Distribution of endogenous apoprotein B-containing lipoproteins in normal and injured aortas of normocholesterolemic rabbits.

The distribution of endogenous apolipoprotein B (apo B) was studied in both normal and balloon catheter-injured aortas of standard fed rabbits. Using light and electron microscopy, the distribution within entire aortic walls and individual tissue compartments was investigated by immunocytochemistry using an antibody raised against rabbit apo B. The concentration of apo B across the vessel wall dropped sharply from the luminal front towards the media of the normal aortas. The strong superficial reaction was mainly due to a heavy, yet specific, labelling of endothelial cells. Significant concentrations of apo B were also detected within the innermost regions of the extracellular space. The characteristics associated with the labelling of the intimal layer suggested an intense uptake and transcellular transport of apo B by endothelial cells. In contradistinction, normal smooth muscle cells did not appear to be labelled. In the previously injured aortas, the same features of strong superficial apo B labelling were present in the areas covered by regenerated endothelial cells, but not in those persistently deendothelialized.
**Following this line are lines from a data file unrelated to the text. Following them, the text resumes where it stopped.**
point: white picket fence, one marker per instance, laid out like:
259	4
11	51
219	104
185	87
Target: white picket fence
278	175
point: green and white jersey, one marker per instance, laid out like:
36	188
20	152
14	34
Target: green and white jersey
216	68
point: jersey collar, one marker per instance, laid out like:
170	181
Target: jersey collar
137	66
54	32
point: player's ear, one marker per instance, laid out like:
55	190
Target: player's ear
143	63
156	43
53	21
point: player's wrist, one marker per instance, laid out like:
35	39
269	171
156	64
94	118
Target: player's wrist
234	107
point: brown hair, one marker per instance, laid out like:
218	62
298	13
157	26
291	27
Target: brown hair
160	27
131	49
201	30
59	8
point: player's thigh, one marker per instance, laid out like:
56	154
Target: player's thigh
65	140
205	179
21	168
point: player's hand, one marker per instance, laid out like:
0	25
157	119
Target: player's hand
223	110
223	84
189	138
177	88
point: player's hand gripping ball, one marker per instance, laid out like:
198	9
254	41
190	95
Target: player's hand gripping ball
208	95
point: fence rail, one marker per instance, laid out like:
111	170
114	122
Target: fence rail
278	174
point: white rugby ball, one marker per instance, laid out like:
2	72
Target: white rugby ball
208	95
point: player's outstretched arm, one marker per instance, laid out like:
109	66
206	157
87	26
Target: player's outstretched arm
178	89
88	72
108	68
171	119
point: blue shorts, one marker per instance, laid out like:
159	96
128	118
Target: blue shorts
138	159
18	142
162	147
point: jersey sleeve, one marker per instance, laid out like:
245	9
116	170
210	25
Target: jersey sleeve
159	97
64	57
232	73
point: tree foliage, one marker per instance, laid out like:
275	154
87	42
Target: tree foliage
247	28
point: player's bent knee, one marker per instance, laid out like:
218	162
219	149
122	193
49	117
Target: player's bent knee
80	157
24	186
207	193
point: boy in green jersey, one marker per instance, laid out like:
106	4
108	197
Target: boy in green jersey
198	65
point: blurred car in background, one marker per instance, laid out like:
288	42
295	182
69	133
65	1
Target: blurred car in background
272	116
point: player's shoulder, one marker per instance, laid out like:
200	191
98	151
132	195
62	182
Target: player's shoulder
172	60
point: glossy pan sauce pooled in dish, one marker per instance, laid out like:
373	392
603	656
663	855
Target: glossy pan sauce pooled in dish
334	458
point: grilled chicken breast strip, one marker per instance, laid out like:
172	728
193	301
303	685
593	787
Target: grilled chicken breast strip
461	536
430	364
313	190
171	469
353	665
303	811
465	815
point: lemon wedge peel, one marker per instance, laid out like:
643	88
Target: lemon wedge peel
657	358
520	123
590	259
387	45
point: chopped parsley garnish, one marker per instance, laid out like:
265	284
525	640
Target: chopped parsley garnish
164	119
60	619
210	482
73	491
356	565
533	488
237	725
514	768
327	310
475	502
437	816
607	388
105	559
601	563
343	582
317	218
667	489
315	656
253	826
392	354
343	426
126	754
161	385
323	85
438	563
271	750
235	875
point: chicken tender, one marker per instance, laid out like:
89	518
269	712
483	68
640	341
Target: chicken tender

The smooth muscle cells of these regions appeared to show a low uptake of apo B. The increased concentrations of apo B in deeper interstitial areas of injured aortas, indicated the contribution of the extracellular matrix to apo B accumulation. This was especially prominent in the advanced lesions, selectively developed within neointima covered by regenerated endothelium. A rather uniform labelling pattern accompanying small lipid particle deposits, suggested a direct extracellular accumulation of circulating lipoproteins. Intensely labelled foam cells and irregularly distributed apo B within areas of cellular necrosis were detected as well. Injury-mediated responses of the cellular and extracellular aortic components can trigger the development of lipoprotein accumulations characteristic of atherosclerosis within aortas of normocholesterolemic animals.